Twenty years later, according to the testimony of Pierre Fortin, a Université du Québec à Montréal Emeritus Professor of Economics who appeared before the Standing Committee on the Status of Women (FEWO) of the House of Commons in March 2017, a "unanimous finding of the research literature is that [Québec]'s low-fee universal childcare system...has had a spectacular impact on child care utilization and the labour force participation of mothers of young children." He reported that a "low-fee universal childcare system is more effective and less costly than the traditional, purely targeted system in providing high-quality childcare." Fortin said that was a "marked increase in Québec women’s participation in the labour force" since the province's policy of subsidizing child care was enacted.

A 2012 TD report said that the child care regime in Québec in place since 1997, is the most comprehensive in Canada. Along with the provision of CA$7 per day child care for children from 0 to 12-years old, it also includes care before and after school. As a result of the child care program, there was an increase in the rate of female participation in the labour force from the lowest to the highest in Canada. Standardized test scores rose to above the national average. There was an "increase in fertility rates and a 50% reduction in poverty".

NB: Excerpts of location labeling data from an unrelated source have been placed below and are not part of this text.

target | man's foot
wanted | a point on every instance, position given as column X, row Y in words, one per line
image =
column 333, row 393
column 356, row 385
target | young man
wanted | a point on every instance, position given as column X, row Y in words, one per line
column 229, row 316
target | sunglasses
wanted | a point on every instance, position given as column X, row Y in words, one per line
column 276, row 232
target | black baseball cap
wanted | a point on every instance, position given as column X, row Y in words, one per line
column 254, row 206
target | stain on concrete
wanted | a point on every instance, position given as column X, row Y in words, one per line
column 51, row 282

Catherine Haeck, a co-author of a 2015 study evaluating Québec's subsidized child care regime and universal preschool policies, acknowledged that ECEC research has to consider the impacts of provincial and federal programs in their conclusions. For example, Québec's child care regime was enhanced by the December 31, 2000, amendment to the federal Employment Insurance Act increasing paid maternity and parental leave benefits which made it possible for more parents to remain out of the work force, and the child care market. Haeck included the introduction of the 1998 federal National Child Benefit Supplement which amended the 1993 Canadian Child Tax Benefit (CCTB) which increased low-income families total benefits. Québec, and other provinces also introduced provincial child tax benefits at that time to "promote attachment to the labour market". In a 2007 paper, in provinces that integrated benefits thereby providing labour market incentives, there was an estimated 33% "total decline in social assistance receipt between 1997 and 2000." Haeck and her colleagues said that Quebec's child care program led to "increased labour force participation by mothers." However, the report suggested that this increase was "mainly driven by highly educated mothers". A Fraser Institute article, citing the 2015 evaluation, said that the policy "did not improve school readiness and may even have had negative impacts on children from low-income families."

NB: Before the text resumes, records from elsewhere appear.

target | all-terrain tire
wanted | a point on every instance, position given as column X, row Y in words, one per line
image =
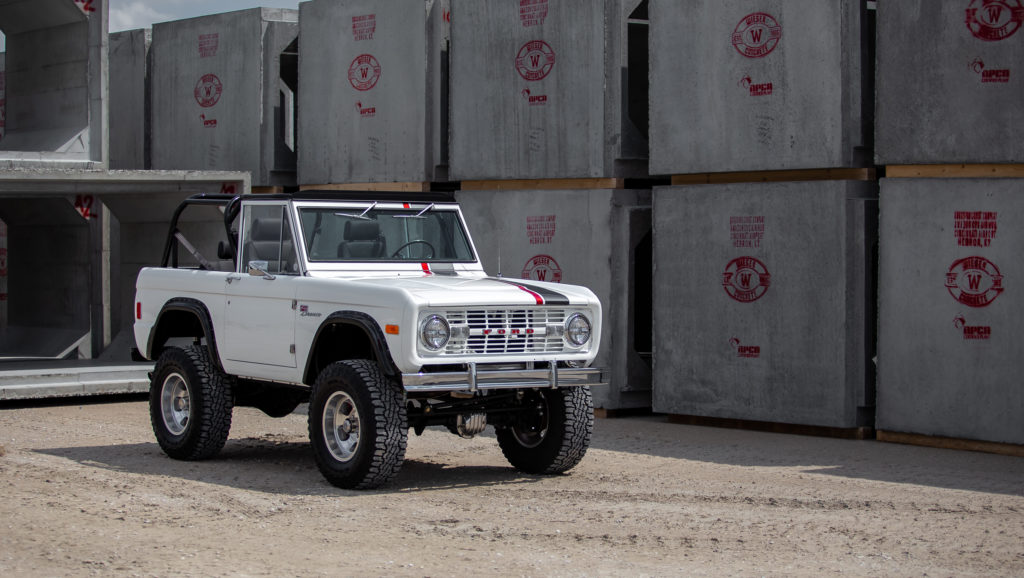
column 190, row 404
column 357, row 425
column 555, row 437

Michael Baker of the University of Toronto, Jonathan Gruber of the Massachusetts Institute of Technology, and Kevin Milligan of the University of British Columbia find that Quebec's $5 a day child care scheme (later rising to $7) raised mothers' participation rates substantially, but children suffered worse health outcomes. Also, Baker, Gruber and Milligan observe little impact on cognitive test scores, but negative effects on noncognitive skills. Also, these effects were persistent as children reached pre-teen and teenage years, relative to their peers in other provinces. Most strikingly, they find a sharp increase in criminal behaviour later in life among the cohorts exposed to the Quebec program. These effects are primarily for boys, who also see the largest deterioration in noncognitive skills. Further, findings of Michael Kottelenberg and Steven Lehrer suggest that the Quebec program had some positive impacts for children from single-parent families, but had generally negative impacts in two-parent families.